The recent studies on HCTZ use and skin cancer risk, all carried out in Caucasian populations, found very strong associations, in particular for SCC of the lips and skin, where estimates increased in a dose-dependent manner up to ORs of 7–8 with use of > 200,000 mg of HCTZ.1,2,3 This contrasts the null findings of this study. Differences in adverse effects of medications across different ethnicities are not an unknown phenomenon. As a prominent example, the occurrence of Stevens–Johnson syndrome and toxic epidermal necrolysis with use of carbamazepine was found to be very closely linked to the HLA-B*15:02 allele among Taiwanese residents,32 which was later replicated in Chinese, Indian, Malaysian and Chinese–American residents.33 However, this allele is largely absent in non-Asian individuals.33 The lack of an association between HCTZ use and skin cancer in an Asian population can have multiple explanations. First, persons of Asian descent typically have Fitzpatrick skin type III or IV, where melanin content is higher, and DNA repair mechanisms are possibly more efficient10 than in more fair skinned Northern European populations. It is thus possible that skin phenotype acts as an effect modifier, providing Asian populations with natural protection against the photosensitising effects of HCTZ. Second, the patterns of HCTZ use in the Taiwanese population differ from those previously reported in the Danish population,3 with generally lower doses and consequently very few long-term users. It might be speculated that a threshold effect exists, such that a low daily intake of HCTZ might not be associated with skin cancer risk, or at least not to the same extent as that of higher daily HCTZ intake. Third, cultural differences in sun exposure and behaviour might also play a role. Fair skin is traditionally considered beautiful in Asia, in particular among women. This, as well as the tropical/subtropical climate of Taiwan, makes many people wear hats or use umbrellas while outdoors. Such sun-protective behaviours might mitigate the potential harm from photosensitising compounds, including HCTZ. While it is likely that all of the three above-mentioned explanations contribute to the null finding of this analysis, we find it most likely that the differences in skin type is the primary driver of the lack of effect of HCTZ on skin cancer risk in the Taiwanese population.

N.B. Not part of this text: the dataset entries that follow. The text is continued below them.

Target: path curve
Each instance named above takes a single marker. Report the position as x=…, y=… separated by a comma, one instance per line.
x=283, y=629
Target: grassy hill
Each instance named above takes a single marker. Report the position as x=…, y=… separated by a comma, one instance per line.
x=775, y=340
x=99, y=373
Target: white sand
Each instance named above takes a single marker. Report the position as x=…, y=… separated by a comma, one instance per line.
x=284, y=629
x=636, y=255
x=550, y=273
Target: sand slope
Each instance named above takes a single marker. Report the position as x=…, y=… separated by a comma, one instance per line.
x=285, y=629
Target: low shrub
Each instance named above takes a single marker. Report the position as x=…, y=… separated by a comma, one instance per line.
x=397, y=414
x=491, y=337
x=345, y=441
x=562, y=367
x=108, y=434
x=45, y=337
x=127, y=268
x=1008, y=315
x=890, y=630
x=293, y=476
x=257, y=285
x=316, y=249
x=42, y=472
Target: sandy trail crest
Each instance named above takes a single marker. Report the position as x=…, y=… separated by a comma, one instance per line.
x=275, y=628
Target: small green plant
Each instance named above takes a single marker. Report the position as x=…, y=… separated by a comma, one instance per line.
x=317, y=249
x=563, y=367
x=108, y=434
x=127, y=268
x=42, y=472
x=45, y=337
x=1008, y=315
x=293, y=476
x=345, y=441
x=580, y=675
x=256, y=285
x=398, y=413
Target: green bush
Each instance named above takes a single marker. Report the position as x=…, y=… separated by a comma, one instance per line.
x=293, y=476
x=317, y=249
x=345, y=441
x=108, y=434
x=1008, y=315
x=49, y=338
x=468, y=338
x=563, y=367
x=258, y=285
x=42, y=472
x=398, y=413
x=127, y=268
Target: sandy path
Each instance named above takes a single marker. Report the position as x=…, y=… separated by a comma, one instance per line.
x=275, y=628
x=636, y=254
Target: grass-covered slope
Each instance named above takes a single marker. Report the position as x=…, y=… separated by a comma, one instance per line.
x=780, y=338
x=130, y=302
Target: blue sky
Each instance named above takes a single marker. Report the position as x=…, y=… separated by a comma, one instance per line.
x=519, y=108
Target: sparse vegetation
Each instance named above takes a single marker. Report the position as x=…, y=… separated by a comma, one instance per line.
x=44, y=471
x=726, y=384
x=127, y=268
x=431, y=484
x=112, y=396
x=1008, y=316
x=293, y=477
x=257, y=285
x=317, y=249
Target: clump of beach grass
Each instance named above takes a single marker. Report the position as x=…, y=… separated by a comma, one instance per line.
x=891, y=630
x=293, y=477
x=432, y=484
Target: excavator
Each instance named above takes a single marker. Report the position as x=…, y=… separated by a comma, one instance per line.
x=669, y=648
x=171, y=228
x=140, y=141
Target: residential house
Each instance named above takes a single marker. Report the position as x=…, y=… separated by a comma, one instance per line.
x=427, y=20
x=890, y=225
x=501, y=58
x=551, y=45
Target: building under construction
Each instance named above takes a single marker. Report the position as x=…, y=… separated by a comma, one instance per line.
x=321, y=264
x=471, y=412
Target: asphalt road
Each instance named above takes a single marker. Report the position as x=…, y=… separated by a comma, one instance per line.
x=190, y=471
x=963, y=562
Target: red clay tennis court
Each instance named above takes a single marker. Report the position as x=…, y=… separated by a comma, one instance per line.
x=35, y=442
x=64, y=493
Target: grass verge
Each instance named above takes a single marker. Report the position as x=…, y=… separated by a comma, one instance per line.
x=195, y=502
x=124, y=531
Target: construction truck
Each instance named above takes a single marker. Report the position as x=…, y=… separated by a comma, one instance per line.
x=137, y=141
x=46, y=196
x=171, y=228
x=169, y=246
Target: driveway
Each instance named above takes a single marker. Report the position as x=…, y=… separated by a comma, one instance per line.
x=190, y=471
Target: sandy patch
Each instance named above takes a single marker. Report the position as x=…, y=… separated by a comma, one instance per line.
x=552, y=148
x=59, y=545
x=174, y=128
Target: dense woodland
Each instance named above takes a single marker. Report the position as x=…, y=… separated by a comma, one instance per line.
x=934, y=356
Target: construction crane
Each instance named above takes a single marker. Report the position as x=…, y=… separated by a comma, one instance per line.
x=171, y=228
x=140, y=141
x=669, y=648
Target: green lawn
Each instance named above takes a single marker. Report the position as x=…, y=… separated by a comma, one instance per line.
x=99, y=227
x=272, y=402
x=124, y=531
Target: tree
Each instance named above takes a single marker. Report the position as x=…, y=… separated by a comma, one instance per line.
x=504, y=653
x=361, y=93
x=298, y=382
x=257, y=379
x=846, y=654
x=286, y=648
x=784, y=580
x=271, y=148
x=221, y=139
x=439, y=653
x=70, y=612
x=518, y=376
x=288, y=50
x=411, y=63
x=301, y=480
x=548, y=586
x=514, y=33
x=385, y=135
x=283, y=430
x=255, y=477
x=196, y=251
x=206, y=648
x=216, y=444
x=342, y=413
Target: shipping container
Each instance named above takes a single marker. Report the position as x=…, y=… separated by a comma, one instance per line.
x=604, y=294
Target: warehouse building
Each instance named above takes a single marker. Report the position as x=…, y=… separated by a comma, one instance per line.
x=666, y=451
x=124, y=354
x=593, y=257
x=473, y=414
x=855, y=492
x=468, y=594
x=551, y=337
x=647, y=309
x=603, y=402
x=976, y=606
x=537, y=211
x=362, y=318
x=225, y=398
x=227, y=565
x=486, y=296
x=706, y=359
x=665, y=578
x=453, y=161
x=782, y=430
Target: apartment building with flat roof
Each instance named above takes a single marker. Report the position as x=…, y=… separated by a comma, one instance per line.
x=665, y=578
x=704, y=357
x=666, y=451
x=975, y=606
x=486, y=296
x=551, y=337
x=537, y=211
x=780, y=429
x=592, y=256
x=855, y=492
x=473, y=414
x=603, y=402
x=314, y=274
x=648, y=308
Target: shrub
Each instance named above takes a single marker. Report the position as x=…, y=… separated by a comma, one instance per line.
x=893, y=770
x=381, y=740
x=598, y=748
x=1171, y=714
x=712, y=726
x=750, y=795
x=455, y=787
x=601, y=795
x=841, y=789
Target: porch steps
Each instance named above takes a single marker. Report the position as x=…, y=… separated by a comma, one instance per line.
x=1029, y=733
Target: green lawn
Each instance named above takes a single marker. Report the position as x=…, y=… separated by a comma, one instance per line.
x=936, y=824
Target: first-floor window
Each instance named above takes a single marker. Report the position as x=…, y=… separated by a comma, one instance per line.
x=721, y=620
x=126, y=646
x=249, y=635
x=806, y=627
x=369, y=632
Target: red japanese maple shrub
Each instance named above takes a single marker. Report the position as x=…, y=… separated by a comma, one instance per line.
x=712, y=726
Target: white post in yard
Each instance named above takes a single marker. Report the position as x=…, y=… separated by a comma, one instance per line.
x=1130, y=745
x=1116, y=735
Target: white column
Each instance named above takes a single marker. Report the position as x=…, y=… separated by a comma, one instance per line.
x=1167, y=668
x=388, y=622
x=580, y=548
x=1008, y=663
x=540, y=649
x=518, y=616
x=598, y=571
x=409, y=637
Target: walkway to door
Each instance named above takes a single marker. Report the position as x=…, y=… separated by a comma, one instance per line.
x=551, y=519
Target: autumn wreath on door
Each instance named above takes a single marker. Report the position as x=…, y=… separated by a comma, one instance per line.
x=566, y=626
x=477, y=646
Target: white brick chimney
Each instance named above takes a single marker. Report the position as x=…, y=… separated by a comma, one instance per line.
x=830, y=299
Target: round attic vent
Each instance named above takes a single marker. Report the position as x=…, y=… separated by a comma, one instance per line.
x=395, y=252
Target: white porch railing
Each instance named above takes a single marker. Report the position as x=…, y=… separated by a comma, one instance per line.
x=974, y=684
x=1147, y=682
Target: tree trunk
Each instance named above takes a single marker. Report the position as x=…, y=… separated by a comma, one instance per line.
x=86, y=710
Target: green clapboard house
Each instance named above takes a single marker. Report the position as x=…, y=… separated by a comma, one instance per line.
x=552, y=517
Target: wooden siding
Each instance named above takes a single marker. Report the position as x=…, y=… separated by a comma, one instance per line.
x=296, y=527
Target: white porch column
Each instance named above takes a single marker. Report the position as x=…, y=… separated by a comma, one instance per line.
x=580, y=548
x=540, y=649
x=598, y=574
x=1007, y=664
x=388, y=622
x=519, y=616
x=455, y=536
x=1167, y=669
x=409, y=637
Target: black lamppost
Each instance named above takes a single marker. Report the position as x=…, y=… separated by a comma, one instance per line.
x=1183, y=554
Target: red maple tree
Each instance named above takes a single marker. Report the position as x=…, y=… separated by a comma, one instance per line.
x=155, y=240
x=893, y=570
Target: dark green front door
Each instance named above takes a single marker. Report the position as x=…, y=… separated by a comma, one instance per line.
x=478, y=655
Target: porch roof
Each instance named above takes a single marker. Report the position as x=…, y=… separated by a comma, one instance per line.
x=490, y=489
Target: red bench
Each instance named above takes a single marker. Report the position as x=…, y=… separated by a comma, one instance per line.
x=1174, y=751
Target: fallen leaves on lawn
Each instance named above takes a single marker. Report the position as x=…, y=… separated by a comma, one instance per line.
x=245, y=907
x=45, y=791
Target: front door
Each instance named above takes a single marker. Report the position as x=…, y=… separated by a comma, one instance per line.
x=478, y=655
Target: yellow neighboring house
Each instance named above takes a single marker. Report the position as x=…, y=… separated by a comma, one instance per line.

In conclusion, we found limited evidence of an increased risk of skin cancer with use of HCTZ in a Taiwanese population. While some limitations might have hindered detection of minor excess risks, including lack of differentiation of NMSC subtypes, left censoring of exposure data and relatively limited follow-up, the study findings do not support that skin cancer should be considered a side effect to HCTZ use in an Asian population, in particular when considering the low absolute risks of skin cancer in this population.